No, the two numbers that really do threaten Labour are official economic indices – one covering consumer prices, the other average earnings. Since the coalition took power, pay packets have lagged behind obstinate inflation, creating a dip in living standards that defies all precedent since the 1920s. To the extent that Mr Miliband has been able to hit home, it has been on this cost-of-living terrain. The nation warmed to his 2011/12 "squeezed middle", and then again to his 2013 vow to cap energy bills. But on Monday inflation dropped back to 1.7%, just a hair's breadth above the 1.4% annual average advance in the latest earnings data. However delayed the recovery may be, it has undoubtedly arrived – and it is surprising with its strength. Common sense, as well as economic experience, would suggest that some of the new growth will soon enough find its way into salary cheques. The moment, which was always going to come, where the lines for earnings and prices cross cannot be far away.

The thing that really should frighten Labour is how unprepared for this moment it sounds. After all, the only surprise is that pay has not already picked up. But just as Ed Balls floundered in replying to the autumn statement, as he struggled to update his "flatlining" script, Mr Miliband's much-criticised budget response relied too much on the same living standards record he has been playing for years. It is not that this is the wrong subject. Long years of getting poorer will not be undone the moment that pay rises bump back ahead of prices. The Ronald Reagan question – are you better off than you were four years ago? – will retain its punch right up to polling day. But as the ground stops falling from under family finances, voters will become more discerning.

In the previous mood of panic it was enough for an opposition party to proclaim that it felt the people's pain. Amid a recovery, the electorate needs convincing that anyone asking to be handed the economic controls has a practical plan for accelerating and sustaining the progress in prospect. When he daubs with a very broad brush, Mr Miliband can sometimes paint the outline of just such a plan. Two favoured themes of his leadership have been inequality and "predatory capitalism", both things which it can be reasonably argued are holding the living standards of most of the people below where they need to be. Skewed growth, disproportionately grabbed by the top, was causing middling pay rates to stagnate even before the overall average collapsed in the slump. And there is clearly every chance that Britain's unreformed capitalism will, as it recovers, again deliver growth for the few.

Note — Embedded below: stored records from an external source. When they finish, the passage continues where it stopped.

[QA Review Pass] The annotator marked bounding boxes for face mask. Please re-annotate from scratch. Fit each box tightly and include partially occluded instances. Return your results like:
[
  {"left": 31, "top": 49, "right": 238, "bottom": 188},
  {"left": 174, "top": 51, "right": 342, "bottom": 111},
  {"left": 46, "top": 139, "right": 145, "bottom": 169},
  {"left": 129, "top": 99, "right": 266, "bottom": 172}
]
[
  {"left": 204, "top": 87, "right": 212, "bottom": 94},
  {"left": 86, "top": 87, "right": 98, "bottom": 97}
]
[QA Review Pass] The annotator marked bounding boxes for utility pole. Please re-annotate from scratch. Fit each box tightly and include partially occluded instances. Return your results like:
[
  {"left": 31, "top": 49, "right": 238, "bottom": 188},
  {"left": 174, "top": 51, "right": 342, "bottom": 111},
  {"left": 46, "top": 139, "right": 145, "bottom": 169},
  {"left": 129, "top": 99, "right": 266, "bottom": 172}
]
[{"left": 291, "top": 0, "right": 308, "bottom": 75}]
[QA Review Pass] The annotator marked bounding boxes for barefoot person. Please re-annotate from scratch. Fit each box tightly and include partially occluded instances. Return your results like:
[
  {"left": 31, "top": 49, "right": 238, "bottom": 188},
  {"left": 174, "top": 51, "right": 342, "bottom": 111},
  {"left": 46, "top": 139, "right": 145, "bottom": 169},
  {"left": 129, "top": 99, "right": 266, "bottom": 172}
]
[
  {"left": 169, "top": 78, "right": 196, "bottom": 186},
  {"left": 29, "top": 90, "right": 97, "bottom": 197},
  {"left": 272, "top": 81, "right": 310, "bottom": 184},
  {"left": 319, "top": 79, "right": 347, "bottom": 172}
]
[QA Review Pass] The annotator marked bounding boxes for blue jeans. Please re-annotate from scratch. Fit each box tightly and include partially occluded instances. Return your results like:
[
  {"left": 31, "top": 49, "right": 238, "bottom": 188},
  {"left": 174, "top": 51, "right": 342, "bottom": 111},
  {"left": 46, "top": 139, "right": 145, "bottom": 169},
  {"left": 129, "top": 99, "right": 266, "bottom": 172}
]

The weakness, as policy reviews bubble away half-forgotten in the background, is a failure to translate these themes into anything that might be called a programme. The shadow cabinet has never been energised to fill in the blanks as it should have been. The reaction to last week's budget demonstrated that the huge constituency of savers, necessarily sacrificed to near-zero interest rates over the recessionary years, is now almost pathetically grateful for any attention. A sharper Labour operation would have identified their neglect, and produced its own proposals some time ago; instead, the party was caught unprepared by a pension reform that was actually in the Tory manifesto. Six months down the line, as wages rise and election day looms, things are not going to be easier, but will get tougher than now for the opposition. To stay in the game, what Labour needs is less new principles than a new spirit of fight over the practicalities.